Avrupa’nın geneli bir yana, günümüzde İspanya da adeta Müslüman Endülüs’ün temelleri üzerine kurulmuş gibidir. Müslümanların İber Yarımadası’na vurduğu mühür, İspanya’da hayatın her alanında gözlemlenmektedir.
Bugün İspanyolcada dört binden fazla kelime, direkt biçimde Arapça kökenlidir ve günlük hayatta kullanılmaktadır. “Tanrı dilerse” anlamına gelen “O’jala” kelimesinin kökeni Arapça “inşallah”tır.
Müslümanların Endülüs’te kurdukları sulama sistemleri ve geliştirdikleri tarım usulleri, bugün de İspanya tarafından kullanılmaktadır. Avrupa’da temizlik kültürünün bilinmediği bir zamanda, Endülüs şehirlerini sebillerle, kanallarla ve hamamlarla donatan Müslümanlar, yarımadanın temizlik alışkanlıklarını köklü biçimde değiştirmiştir.

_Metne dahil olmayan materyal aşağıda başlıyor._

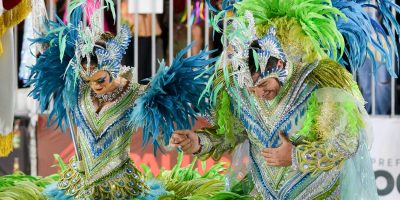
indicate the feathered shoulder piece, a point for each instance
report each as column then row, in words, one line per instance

Nehirlerin üzerine su değirmenleri kurarak, suları şehir merkezlerine taşıma ve su gücünden faydalanarak tahıl öğütme işi de Endülüslü Müslümanların getirdiği bir yenilikti. 1200 yılı itibarıyla, yalnızca Guadalquivir (Vâdî el Kebîr) Nehri’nin üzerinde 5 binden fazla su değirmeninin olduğu bilinmektedir. Bunlardan biri, günümüzde Cordoba’da muhafaza edilmektedir.
- Müslümanlar, İspanyol yemek kültürüne de ciddi katkılarda bulunmuştur. Nohutun İspanyol mutfağına katılması, Endülüslü Araplar sayesindedir. Portakal, patlıcan, ıspanak, limon, muz, enginar gibi birçok meyve ve sebzeyi İspanya topraklarına getirenler Müslümanlardır. Endülüs’ün fethinden önce, İspanyollar ve diğer Avrupa milletleri tüm bunlardan habersizdi. Özellikle portakal ve limon, artık İspanya’nın simge bitkileri hâline gelmiştir.
Madem Müslümanlar kıtadan sürüldükten sonra geride kalanlar bile Endülüs’ün ihtişamını hâlâ haykırmaya devam ediyor dedik, o zaman kendimize şu ödevi mutlaka verelim:
İyi ve ayrıntılı bir tarih okuması eşliğinde, Endülüs’ü şehir şehir dolaşmak hepimizin hedefi olsun. Kendimiz olmazsa çocuklarımız (hatta torunlarımız) bunu mutlaka yerine getirsinler. Ki geçmişimizin çok önemli bir parçasıyla bağlarımızı da sıkı sıkıya korumuş olalım.